MACHINE NAME = WEB 2

Who is benefiting from trade liberalization in Rwanda? A gender perspective

The study, Who is Benefiting from Trade Liberalization in Rwanda? A Gender Perspective, attempts to assess the impacts of Rwanda's trade policies on women and examines their role the country's economy.

The report found that Rwanda has acknowledged the importance of gender equality and women's empowerment as tools for development and has made remarkable advances in furthering the status of women and girls - especially in education and political participation.

However, women's ability to fully benefit from the country's recent economic expansion remains impinged by factors such as gender-based cultural norms and women's limited access to economic assets and resources.

By looking at the direct effects of exports on women's employment structure as well as the effects of imports on women's consumption patterns and government spending ("revenue effect"), UNCTAD's analysis shows that men and women are not benefitting equally in the gains from trade.

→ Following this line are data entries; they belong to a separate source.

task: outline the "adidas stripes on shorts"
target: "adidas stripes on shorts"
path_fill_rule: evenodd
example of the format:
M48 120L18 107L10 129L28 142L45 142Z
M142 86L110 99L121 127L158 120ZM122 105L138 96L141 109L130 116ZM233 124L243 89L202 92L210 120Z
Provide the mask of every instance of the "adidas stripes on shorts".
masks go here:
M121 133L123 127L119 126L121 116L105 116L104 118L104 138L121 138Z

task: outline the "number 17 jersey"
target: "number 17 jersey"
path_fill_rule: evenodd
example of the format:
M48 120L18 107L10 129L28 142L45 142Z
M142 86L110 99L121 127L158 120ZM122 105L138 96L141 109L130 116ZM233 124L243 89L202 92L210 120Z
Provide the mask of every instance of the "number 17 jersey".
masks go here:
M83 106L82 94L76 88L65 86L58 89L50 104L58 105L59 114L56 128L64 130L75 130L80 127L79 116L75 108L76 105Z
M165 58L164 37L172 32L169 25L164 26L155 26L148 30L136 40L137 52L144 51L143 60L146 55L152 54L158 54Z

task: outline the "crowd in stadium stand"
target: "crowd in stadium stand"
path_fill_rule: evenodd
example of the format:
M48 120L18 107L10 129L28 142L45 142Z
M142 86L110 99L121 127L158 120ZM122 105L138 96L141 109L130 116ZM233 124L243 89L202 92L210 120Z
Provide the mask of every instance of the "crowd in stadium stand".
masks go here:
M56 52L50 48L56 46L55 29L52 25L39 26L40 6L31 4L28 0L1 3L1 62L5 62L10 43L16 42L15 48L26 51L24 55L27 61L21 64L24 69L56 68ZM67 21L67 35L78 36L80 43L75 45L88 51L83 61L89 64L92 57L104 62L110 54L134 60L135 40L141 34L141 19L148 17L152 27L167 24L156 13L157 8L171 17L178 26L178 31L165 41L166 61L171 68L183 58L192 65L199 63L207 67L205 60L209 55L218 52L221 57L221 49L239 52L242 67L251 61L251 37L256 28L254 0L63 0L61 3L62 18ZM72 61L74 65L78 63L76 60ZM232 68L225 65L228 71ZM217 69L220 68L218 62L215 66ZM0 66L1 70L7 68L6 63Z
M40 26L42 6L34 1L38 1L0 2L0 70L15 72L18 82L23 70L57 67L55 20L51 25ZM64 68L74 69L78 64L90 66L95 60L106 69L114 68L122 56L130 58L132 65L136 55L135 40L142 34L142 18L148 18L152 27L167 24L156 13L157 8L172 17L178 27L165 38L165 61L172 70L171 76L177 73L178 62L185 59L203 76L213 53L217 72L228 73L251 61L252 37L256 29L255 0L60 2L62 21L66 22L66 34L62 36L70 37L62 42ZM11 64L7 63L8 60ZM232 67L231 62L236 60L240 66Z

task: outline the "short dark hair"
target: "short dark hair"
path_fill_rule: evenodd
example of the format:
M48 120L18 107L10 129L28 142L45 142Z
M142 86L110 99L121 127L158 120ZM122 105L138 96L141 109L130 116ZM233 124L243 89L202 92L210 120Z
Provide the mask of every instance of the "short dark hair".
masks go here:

The study finds that women are crowded into subsistence-oriented staple agriculture and tend to be segregated into less-dynamic, contracting sectors of the economy - by and large those that are informal and non-tradable. On the one hand this means they remain relatively insulated from the potential threats of trade, including food-price fluctuations, but on the other from its direct benefits.

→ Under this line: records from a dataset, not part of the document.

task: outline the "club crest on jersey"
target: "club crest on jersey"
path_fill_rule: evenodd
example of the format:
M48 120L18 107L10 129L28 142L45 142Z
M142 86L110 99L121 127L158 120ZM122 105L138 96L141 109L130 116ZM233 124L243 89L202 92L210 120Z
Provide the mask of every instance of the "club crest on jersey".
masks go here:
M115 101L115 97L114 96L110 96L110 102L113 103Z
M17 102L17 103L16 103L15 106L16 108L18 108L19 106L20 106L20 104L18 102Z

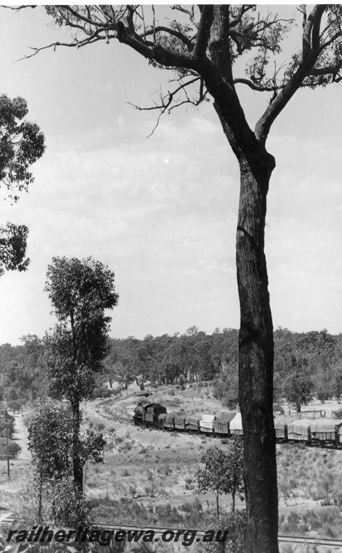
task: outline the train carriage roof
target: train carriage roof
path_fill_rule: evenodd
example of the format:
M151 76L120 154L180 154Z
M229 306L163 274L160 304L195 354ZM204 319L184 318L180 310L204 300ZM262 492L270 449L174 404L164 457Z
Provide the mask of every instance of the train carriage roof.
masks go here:
M237 413L234 419L232 419L230 423L230 429L231 430L242 430L243 429L243 421L241 419L241 413Z
M160 405L160 403L147 403L143 406L145 413L155 413L156 411L160 411L161 413L167 412L166 407L163 405Z
M194 413L193 415L189 415L185 417L186 424L197 424L200 420L202 420L202 413Z
M167 416L165 418L165 422L173 422L174 420L175 420L175 418L178 414L179 413L176 411L171 411L170 413L167 413Z
M311 431L315 433L336 432L342 425L342 420L339 419L314 419L311 424Z
M287 425L289 433L305 434L311 429L313 419L297 419Z
M230 411L221 413L220 415L218 415L216 422L218 422L220 424L225 424L227 422L230 422L231 420L234 419L236 415L236 411Z
M288 426L294 420L294 419L293 417L285 417L284 415L281 417L276 417L274 419L274 428L283 428L286 424Z
M184 424L186 415L184 413L178 413L175 415L175 424Z

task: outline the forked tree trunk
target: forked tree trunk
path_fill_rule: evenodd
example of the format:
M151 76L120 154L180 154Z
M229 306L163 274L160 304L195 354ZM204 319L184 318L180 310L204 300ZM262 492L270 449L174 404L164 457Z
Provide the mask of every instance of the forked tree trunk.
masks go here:
M240 158L236 265L240 306L239 402L244 436L247 553L278 553L273 420L273 324L264 252L266 196L274 167Z

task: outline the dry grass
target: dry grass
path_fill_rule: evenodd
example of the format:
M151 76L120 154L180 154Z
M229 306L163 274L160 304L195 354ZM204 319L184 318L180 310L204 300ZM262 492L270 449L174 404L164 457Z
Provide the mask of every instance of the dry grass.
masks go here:
M149 400L169 411L187 413L224 410L211 395L207 386L185 391L162 386ZM130 389L120 397L82 406L84 427L108 438L104 464L89 465L85 470L85 488L93 501L95 519L205 527L215 517L215 498L195 495L193 476L207 448L215 443L224 449L229 440L134 427L131 416L136 401L135 390ZM114 444L109 442L113 431ZM342 537L342 451L285 445L277 448L277 457L281 532ZM19 516L34 516L28 460L11 462L10 482L6 464L0 462L0 494L1 506ZM221 503L229 508L229 498Z

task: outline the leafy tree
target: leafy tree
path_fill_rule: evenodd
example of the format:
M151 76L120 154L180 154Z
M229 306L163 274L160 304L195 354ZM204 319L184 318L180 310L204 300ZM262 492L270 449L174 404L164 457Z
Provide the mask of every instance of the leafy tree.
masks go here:
M46 290L59 324L46 338L50 391L66 397L73 412L73 466L76 488L83 490L79 404L90 399L95 375L107 355L110 317L104 310L117 304L114 273L88 257L53 258Z
M49 46L79 48L116 39L155 67L174 70L173 88L155 106L161 113L182 104L198 106L206 99L213 100L240 171L236 263L247 550L274 553L278 547L274 341L264 245L267 195L276 162L266 142L276 118L301 88L325 86L342 79L342 7L319 4L307 12L301 5L297 15L302 19L302 37L285 59L280 56L281 44L294 27L294 19L245 4L171 8L171 17L160 8L160 20L154 6L150 10L132 5L50 6L48 14L67 28L69 38ZM239 95L244 86L269 99L254 130Z
M217 446L209 447L202 456L203 469L199 467L195 474L198 491L216 493L216 509L220 516L219 496L222 494L231 495L231 510L235 510L235 498L238 495L244 498L243 485L243 445L240 438L233 439L227 452Z
M0 393L15 409L47 393L44 341L34 335L23 336L21 341L23 346L0 346Z
M23 98L0 95L0 186L5 187L14 202L19 199L18 193L27 191L33 182L30 167L45 150L44 136L38 125L25 120L28 113ZM0 227L0 276L5 270L27 269L28 233L24 225L8 223Z
M39 496L38 516L41 516L45 496L55 521L73 525L85 521L82 492L73 485L74 458L73 416L69 407L46 403L28 429L35 483ZM102 434L84 433L79 437L77 455L86 462L102 462L105 441Z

The Rwanda case study underlines the need for policies that correlate more tightly the creation of jobs for women with the economic and trade performance of the country.

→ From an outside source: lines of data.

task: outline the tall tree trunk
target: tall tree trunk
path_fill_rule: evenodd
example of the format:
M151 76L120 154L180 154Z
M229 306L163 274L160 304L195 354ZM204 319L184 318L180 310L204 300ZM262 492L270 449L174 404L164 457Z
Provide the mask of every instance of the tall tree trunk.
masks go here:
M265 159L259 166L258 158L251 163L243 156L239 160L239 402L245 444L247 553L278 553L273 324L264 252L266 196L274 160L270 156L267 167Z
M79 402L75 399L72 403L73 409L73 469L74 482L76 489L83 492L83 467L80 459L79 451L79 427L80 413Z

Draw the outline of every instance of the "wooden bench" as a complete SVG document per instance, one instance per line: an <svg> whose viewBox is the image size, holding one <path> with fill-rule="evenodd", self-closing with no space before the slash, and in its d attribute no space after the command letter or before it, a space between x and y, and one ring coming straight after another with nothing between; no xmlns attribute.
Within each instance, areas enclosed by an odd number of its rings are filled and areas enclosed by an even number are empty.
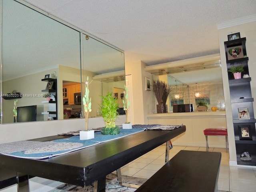
<svg viewBox="0 0 256 192"><path fill-rule="evenodd" d="M136 192L218 191L221 153L181 150Z"/></svg>
<svg viewBox="0 0 256 192"><path fill-rule="evenodd" d="M228 131L225 128L209 128L204 130L204 134L206 140L206 151L209 150L208 136L225 136L226 137L226 150L228 152Z"/></svg>

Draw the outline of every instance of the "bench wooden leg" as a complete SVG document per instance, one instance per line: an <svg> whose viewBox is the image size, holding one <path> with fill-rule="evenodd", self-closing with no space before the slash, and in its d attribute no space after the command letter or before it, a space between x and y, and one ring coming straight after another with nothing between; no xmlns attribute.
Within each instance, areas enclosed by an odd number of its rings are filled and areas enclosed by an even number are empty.
<svg viewBox="0 0 256 192"><path fill-rule="evenodd" d="M209 151L209 146L208 146L208 136L205 136L205 139L206 140L206 151Z"/></svg>
<svg viewBox="0 0 256 192"><path fill-rule="evenodd" d="M228 136L226 136L226 152L228 152Z"/></svg>
<svg viewBox="0 0 256 192"><path fill-rule="evenodd" d="M29 186L28 183L28 175L22 176L22 179L20 175L22 174L17 173L17 190L18 192L29 192Z"/></svg>

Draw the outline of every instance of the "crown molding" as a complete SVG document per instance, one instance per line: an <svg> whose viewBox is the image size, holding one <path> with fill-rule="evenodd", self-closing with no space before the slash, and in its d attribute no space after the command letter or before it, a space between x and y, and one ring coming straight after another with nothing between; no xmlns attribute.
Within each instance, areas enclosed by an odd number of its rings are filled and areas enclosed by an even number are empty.
<svg viewBox="0 0 256 192"><path fill-rule="evenodd" d="M217 26L219 30L254 21L256 21L256 14L222 22L218 24Z"/></svg>

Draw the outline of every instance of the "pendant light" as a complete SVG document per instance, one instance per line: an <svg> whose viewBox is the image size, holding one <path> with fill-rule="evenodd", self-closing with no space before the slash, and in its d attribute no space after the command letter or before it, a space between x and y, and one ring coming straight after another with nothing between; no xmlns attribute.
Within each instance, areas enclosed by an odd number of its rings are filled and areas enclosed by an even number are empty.
<svg viewBox="0 0 256 192"><path fill-rule="evenodd" d="M174 95L174 98L176 99L179 99L180 98L180 95L178 94L178 88L177 87L177 81L175 80L175 82L176 82L176 84L175 86L176 86L176 94Z"/></svg>
<svg viewBox="0 0 256 192"><path fill-rule="evenodd" d="M195 93L195 96L196 97L199 97L200 96L200 94L197 91L197 83L196 83L196 92Z"/></svg>

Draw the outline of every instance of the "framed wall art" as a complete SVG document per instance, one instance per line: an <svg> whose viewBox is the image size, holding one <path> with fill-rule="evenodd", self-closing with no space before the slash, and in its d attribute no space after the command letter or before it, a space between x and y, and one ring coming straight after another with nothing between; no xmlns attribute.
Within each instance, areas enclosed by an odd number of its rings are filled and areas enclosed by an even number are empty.
<svg viewBox="0 0 256 192"><path fill-rule="evenodd" d="M228 40L229 41L240 38L240 33L233 33L228 35Z"/></svg>
<svg viewBox="0 0 256 192"><path fill-rule="evenodd" d="M238 108L238 109L239 119L250 119L250 113L248 107Z"/></svg>
<svg viewBox="0 0 256 192"><path fill-rule="evenodd" d="M150 79L148 77L145 78L145 90L151 91L151 85L150 85Z"/></svg>
<svg viewBox="0 0 256 192"><path fill-rule="evenodd" d="M238 126L238 129L239 129L240 132L239 138L240 140L252 140L250 126Z"/></svg>
<svg viewBox="0 0 256 192"><path fill-rule="evenodd" d="M46 85L46 88L45 89L52 89L52 86L53 85L53 81L50 82L48 82Z"/></svg>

It points to issues that may negatively impact women if they are not taken into account, specifically:

  • the intensification of export-oriented agricultural segments, particularly export cash crops such as tea and coffee, may mainly favour commercially-oriented farmers and crowd out small and marginal farmers - who tend to be women;

  • the modernization of the domestic-oriented staple food production may hamper women's ability to integrate efficiently into upgraded supply chains if constraints on them, in terms of their capabilities and access to productive resources, are not addressed.

However, Rwandan women may well benefit from the country's trade and economic expansion, the study found. So that they might, the study explores a set of policy measures that the government of Rwanda may wish to consider in order to stimulate those sectors in which women are typically concentrated, as well as to increase women's participation in expanding and commercially-oriented sectors of the economy.